Five years ago, a man died during the Euromaidan revolution in Kiev. Our reporter was standing next to him. Now he wants to know who was shot and for what.
It was a cold Thursday morning, and from the wet of the water cannon the ground on the Maidan had gone mushy. In many places paving stones, which the insurgents had used as projectiles for their catapults. Car tires burned on the barricades. Immediately behind, demonstrators threw Molotov cocktails. And again and again shots were fired. Men who put gas masks or motorcycle helmets over their heads carried injuries through the city center of Kiev, the actually beautiful European capital of Ukraine. Many of them roared with rage, others pleaded in pain. It smelt of burning on this February 20, 2014. And it bang everywhere.
When he lay before me on Institutska Street on the edge of the Maidan, he was 51 years and 117 days old. His yellow scarf had slipped over his face. He did not move anymore. And around him stood men who shouted at him and himself.
Two of them, kneeling beside him, tried to make his heart beat again. One pressed violently with his hands over his chest. The other man pinched his nostrils with his thumb and forefinger and put his mouth on his breath. Five or six times they repeated the attempt to revive. In vain.
How the two paramedics worked him, how he lay there on the ground, how the chaos spread around him: Whoever was never in the war can hardly judge whether this scene was war-like. After about 20 minutes, the two lifted his body on a chipboard. She covered her head with a dirty sweater. So they carried him away to a temporary morgue in St. Michael’s Cathedral, some 700 meters from the Maidan.

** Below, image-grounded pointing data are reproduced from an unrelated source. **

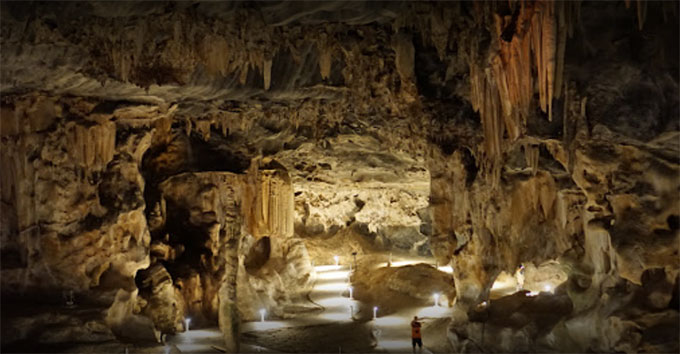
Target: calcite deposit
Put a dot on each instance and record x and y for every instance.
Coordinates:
(167, 165)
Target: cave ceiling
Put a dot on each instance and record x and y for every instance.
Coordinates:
(158, 156)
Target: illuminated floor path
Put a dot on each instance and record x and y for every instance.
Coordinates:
(331, 292)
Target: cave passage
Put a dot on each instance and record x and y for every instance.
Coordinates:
(209, 177)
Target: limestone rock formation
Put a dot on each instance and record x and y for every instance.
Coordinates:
(161, 161)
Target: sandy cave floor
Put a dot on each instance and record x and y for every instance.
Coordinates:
(344, 325)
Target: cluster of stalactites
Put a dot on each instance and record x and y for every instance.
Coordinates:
(502, 87)
(268, 204)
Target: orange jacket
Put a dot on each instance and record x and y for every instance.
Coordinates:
(415, 329)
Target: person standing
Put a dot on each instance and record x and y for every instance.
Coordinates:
(416, 336)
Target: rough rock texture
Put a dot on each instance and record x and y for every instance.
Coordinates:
(170, 137)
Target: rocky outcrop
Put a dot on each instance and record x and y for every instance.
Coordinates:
(161, 159)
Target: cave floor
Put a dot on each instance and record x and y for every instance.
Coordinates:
(341, 326)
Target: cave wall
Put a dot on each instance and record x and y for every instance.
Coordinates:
(544, 131)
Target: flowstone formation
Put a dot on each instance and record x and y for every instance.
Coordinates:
(172, 161)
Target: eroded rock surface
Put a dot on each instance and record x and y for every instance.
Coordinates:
(165, 160)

St Michaelskloster is not just any church: giant dome, gilded roofs, bright blue radiant walls. It is necessary to imagine this cathedral, for example, in the summer of 2012, when the final of the European Football Championship was played in Kiev, when tourists were about to take pictures, laugh, and then go to one of the countless Maidan restaurants with friends or family. On the afternoon of February 20, 2014, one corpse lay next to the other. On the left leg of a corpse someone had written a name and date of birth with a green marker: Andrij Saienko, 26.10.1962.
Who is this? And what led him to the Maidan? Five years ago, my search for what made Andrij Stepanovich Saienko’s life began in front of the Leichhalle on Michaelplatz.